As though that made forgiveness easier.
Forgiveness is not easy. If it were, we wouldn’t need to be told over and over to do it. It would come naturally. It’s much easier to pretend a piety when necessary, and then to stew over past injustices and betrayals. I recall a person from my past who used to love to preach on Sundays but then proudly proclaimed that (this is a true story) that he would only wear Black Watch plaids because the motto of the Black Watch was “Nemo me impune lacessit” (or, roughly: “nobody messes with me and gets away with it”).
I, too, like Black Watch plaid, but mostly for the colors.

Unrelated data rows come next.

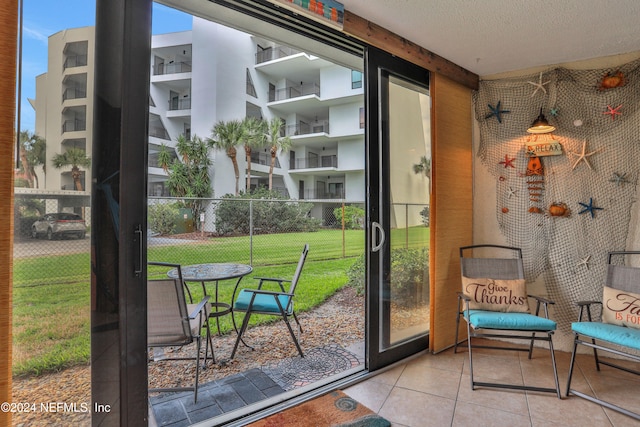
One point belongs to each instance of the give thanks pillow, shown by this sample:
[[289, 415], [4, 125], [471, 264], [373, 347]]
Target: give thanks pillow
[[620, 307], [509, 296]]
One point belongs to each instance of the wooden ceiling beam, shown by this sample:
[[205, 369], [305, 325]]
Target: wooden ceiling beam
[[384, 39]]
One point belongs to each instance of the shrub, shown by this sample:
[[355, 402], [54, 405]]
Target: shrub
[[162, 217], [272, 213], [353, 217], [410, 270]]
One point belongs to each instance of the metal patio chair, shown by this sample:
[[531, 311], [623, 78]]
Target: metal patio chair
[[617, 335], [510, 321], [275, 303], [172, 322]]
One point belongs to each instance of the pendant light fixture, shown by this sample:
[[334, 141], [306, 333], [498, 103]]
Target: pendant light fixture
[[541, 125]]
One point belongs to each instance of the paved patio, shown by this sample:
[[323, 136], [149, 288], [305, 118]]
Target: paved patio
[[233, 392]]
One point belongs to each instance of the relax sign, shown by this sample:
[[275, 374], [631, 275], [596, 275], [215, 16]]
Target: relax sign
[[552, 148]]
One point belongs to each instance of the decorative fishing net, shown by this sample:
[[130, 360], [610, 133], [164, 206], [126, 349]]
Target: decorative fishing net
[[570, 252]]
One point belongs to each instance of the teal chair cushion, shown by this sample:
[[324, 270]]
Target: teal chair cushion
[[481, 319], [263, 303], [621, 335]]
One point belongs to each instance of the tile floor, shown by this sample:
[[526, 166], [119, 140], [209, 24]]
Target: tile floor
[[434, 390]]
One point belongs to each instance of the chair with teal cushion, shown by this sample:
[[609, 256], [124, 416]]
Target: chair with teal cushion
[[501, 263], [269, 302], [621, 340]]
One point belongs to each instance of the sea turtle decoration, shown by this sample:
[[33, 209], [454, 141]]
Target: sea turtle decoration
[[610, 81]]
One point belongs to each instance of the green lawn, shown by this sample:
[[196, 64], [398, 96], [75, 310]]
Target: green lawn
[[51, 300]]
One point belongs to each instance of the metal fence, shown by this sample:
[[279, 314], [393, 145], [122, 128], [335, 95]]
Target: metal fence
[[254, 231]]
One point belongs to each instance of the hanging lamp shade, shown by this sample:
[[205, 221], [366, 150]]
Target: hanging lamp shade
[[541, 125]]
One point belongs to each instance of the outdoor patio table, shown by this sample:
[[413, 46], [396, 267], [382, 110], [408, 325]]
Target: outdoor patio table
[[213, 272]]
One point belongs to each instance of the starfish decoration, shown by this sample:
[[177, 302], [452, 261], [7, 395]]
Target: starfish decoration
[[496, 111], [583, 155], [589, 208], [539, 85], [507, 162], [619, 179], [584, 261], [613, 111]]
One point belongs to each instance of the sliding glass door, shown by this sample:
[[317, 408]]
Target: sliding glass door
[[398, 183]]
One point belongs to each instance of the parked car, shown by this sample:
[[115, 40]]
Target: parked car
[[55, 225]]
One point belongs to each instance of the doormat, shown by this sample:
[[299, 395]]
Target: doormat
[[333, 409], [317, 364]]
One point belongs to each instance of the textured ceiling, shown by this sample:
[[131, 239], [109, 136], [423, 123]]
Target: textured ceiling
[[495, 36]]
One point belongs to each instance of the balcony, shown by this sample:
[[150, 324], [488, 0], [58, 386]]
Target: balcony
[[262, 158], [322, 195], [75, 61], [303, 128], [74, 125], [273, 53], [172, 68], [74, 93], [315, 162], [158, 132], [296, 92], [179, 104]]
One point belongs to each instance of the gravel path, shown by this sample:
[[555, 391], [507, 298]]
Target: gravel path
[[340, 321]]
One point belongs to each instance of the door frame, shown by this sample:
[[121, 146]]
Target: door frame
[[378, 65]]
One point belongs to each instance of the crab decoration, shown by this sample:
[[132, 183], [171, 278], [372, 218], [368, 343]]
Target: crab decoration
[[559, 209], [610, 81]]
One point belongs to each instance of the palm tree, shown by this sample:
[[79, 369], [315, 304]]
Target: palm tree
[[277, 142], [226, 136], [33, 151], [76, 158], [424, 167], [189, 175], [254, 137]]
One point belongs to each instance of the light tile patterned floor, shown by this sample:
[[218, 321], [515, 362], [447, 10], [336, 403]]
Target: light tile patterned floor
[[435, 390]]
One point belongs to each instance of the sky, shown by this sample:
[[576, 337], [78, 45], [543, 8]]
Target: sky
[[43, 18]]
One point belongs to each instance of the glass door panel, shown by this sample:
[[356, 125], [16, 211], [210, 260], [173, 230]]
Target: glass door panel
[[398, 178], [408, 284]]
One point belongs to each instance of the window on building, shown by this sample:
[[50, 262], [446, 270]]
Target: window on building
[[251, 90], [253, 110], [356, 79]]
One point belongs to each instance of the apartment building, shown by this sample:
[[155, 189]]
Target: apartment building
[[215, 73], [64, 117]]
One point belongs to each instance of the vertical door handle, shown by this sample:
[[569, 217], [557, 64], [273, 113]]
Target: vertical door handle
[[137, 268], [375, 229]]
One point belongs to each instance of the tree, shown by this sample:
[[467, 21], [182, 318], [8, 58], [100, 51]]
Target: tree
[[226, 136], [277, 143], [33, 151], [188, 175], [254, 137], [76, 158], [424, 167]]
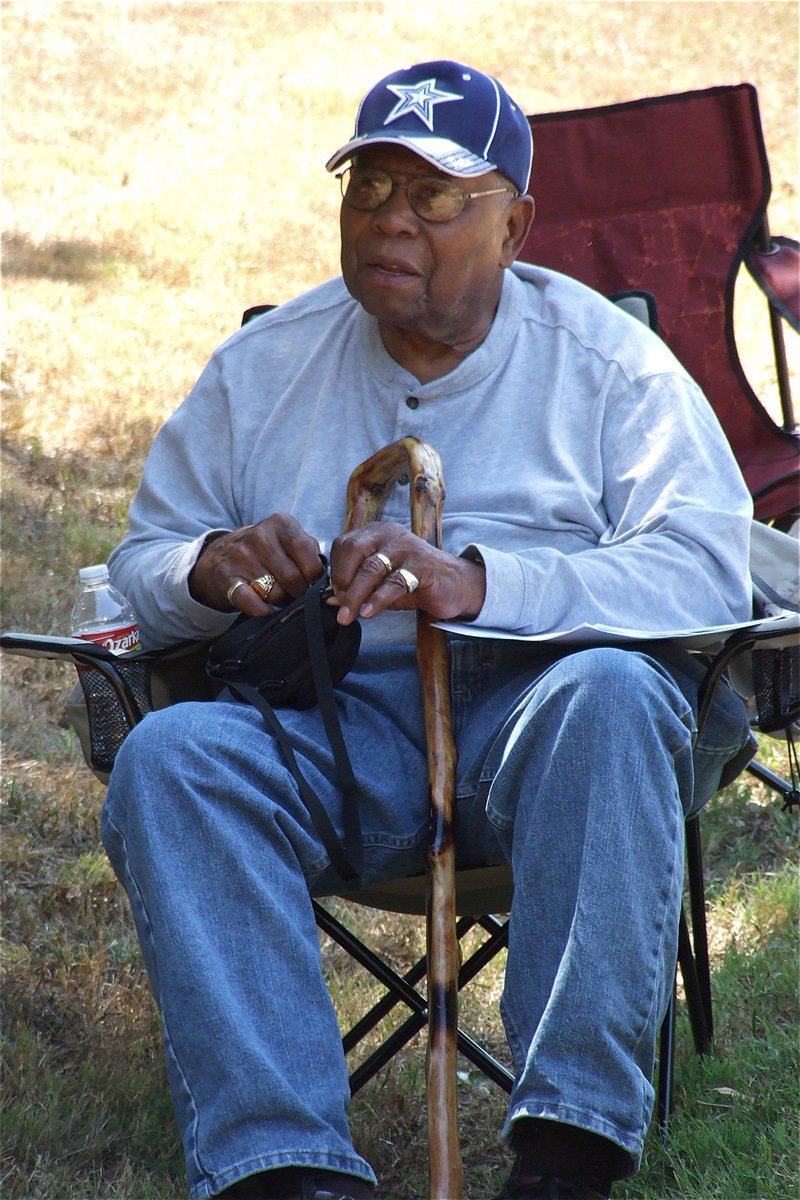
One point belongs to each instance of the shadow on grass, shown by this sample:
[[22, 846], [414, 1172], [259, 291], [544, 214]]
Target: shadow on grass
[[71, 262]]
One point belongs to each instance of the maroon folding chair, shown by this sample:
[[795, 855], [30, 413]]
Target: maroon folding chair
[[668, 195]]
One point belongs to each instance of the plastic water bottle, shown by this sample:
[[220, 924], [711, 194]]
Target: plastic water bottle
[[102, 615]]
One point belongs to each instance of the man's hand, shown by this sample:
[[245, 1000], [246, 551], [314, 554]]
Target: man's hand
[[365, 583], [276, 553]]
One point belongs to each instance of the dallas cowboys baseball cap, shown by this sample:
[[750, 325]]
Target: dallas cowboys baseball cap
[[455, 117]]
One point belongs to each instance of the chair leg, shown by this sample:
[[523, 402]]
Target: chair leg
[[402, 989], [699, 931], [666, 1067]]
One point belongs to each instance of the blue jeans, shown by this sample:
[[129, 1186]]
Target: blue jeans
[[579, 771]]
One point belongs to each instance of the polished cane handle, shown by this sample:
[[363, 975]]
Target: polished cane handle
[[368, 489]]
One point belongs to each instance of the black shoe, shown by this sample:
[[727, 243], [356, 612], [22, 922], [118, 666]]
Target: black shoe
[[334, 1187], [298, 1185], [522, 1186]]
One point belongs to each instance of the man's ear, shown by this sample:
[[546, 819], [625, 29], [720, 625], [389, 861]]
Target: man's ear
[[519, 217]]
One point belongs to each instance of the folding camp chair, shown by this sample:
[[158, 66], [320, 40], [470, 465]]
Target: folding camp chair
[[669, 195], [621, 223]]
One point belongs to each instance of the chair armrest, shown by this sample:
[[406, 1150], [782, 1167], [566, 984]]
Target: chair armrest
[[777, 273], [118, 690]]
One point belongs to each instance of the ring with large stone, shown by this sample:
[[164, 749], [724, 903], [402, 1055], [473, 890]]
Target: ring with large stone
[[236, 583], [385, 561], [263, 585], [409, 579]]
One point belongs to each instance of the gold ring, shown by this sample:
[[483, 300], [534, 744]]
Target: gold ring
[[236, 583], [409, 579], [263, 585]]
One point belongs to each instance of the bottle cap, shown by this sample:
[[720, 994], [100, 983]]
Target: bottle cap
[[92, 574]]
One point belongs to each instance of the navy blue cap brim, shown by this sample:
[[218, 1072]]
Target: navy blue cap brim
[[440, 153]]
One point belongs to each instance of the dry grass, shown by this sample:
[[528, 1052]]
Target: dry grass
[[163, 169]]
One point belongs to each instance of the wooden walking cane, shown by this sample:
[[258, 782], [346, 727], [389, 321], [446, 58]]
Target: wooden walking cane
[[368, 489]]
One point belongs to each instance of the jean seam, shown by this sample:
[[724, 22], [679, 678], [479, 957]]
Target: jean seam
[[133, 891]]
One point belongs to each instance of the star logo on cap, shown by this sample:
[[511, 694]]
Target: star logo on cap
[[417, 99]]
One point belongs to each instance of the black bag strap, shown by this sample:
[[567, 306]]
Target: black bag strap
[[344, 855]]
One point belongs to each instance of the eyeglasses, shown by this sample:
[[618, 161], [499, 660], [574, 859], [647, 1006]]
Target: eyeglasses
[[433, 199]]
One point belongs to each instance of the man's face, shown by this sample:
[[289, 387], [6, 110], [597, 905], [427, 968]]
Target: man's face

Forgiveness need not be “earned,” either. I have often heard the opinion that forgiveness requires an apology or recognition of the wrong done on the part of the forgiven party. Hmm. I have thought this myself at times, but I’ve come to think that such a path is really the easy one. It’s much easier to forgive a contrite person than it is to forgive someone who either doesn’t know or doesn’t care–or doesn’t believe–that they have done injury.
And yet, we are commanded to forgive. Not to forgive those who are really sorry, but to forgive. It’s not easy. It’s not instantaneous. For me, it requires empathy, which is also difficult sometimes to create.
Many scholars have written about empathy, and the power of novel-reading to create it. I believe this, because I have too often felt myself changed for the better after reading a good story. Stories do have the power to evoke emotional connection to people who are different from us–and who fail in the same ways that we do. I often end a good book with an inward-looking eye, that sees my own failures and moments of insensitivity or cruelty more acutely than I see those of others.
These short, dark days are perfect for reading.
And this time of year is a good one to begin to work on empathy, and forgiveness. And when I can accomplish that–more beam-pulling than mote-picking–I can forgive. And then, yes, I do feel better–and more human.